La isla de Timor, situada al este del archipiélago, fue invadida por el ejército de Indonesia el 7 de diciembre de 1975 bajo las órdenes de Suharto e incorporada a su territorio en 1976 como una de sus provincias. Pero sus habitantes nunca aceptaron la anexión ni el nuevo poder colonial y su lucha independentista por 24 años les significó alrededor de 200.000 muertos y 220.000 deportados hacia Timor Occidental bajo la represión indonesia. Finalmente el gobierno de Habibie, presionado por innumerables resoluciones y exhortaciones de las Naciones Unidas a lo largo de casi un cuarto de siglo, convino en promover un plebiscito para que el pueblo de Timor Oriental se autodeterminara. La consulta popular se llevó a cabo el 30 de agosto de 1999, bajo el patrocinio y vigilancia de la Organización Mundial, pero los resultados de ella, que favorecieron abrumadoramente la tesis de la independencia, fueron desconocidos por los grupos paramilitares apoyados por el gobierno y el ejército indonesios, que en una suerte de “limpieza política” emprendieron en la matanza de quienes defendían la causa de la independencia. El líder independentista Xanana Gusmao, que había luchado 14 años a la cabeza de sus guerrillas, tuvo que huir y asilarse en Australia, de donde regresó triunfalmente a su país en octubre de 1999 y en abril del 2002, un mes antes de la independencia nacional —la primera independencia nacional declarada en el siglo XXI—, fue elegido Presidente por una amplia mayoría de votos.
Planteado en estos términos el conflicto, desatada la violencia brutal, convertida en escombros Dili —la capital de Timor Oriental— por los agentes del gobierno de Yakarta, el Consejo de Seguridad de las Naciones Unidas resolvió por votación unánime el 15 de septiembre de 1999 el envío de una fuerza internacional de paz de 8.000 hombres, integrada principalmente por soldados australianos, que llegó a Timor Oriental el 20 de septiembre para proteger a su indefensa población de la brutalidad de las bandas paramilitares indonesias. La fuerza de paz —INTERFET— tomó el control de Dili y de otras aldeas reducidas a cenizas y casi deshabitadas.

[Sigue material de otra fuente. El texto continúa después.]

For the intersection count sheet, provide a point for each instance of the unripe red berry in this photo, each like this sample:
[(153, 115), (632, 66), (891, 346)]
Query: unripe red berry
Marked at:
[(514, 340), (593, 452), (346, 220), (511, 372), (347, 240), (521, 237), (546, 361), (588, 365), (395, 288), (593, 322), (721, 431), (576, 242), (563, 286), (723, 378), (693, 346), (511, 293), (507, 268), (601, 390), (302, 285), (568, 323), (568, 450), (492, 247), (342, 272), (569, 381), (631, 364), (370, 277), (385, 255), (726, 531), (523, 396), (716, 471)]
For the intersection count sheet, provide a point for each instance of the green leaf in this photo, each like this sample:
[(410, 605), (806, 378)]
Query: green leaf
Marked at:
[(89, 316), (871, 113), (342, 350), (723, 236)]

Simultáneamente los gobiernos europeos y otros gobiernos occidentales propusieron a la Comisión de Derechos Humanos de Ginebra una investigación de lo ocurrido en Timor Oriental, pero China, Rusia, India, Pakistán, Japón, Filipinas e Indonesia opusieron cerrada resistencia a esta iniciativa bajo la invocación del artículo 2º, párrafo 7º, de la Carta de la Organización Mundial que prescribe que “ninguna disposición de esta Carta autorizará a las Naciones Unidas a intervenir en los asuntos que son esencialmente de la jurisdicción interna de los Estados”. De todas maneras la iniciativa fue aprobada y a mediados de octubre de 1999 se integró un equipo internacional para investigar los crímenes cometidos en Timor Oriental.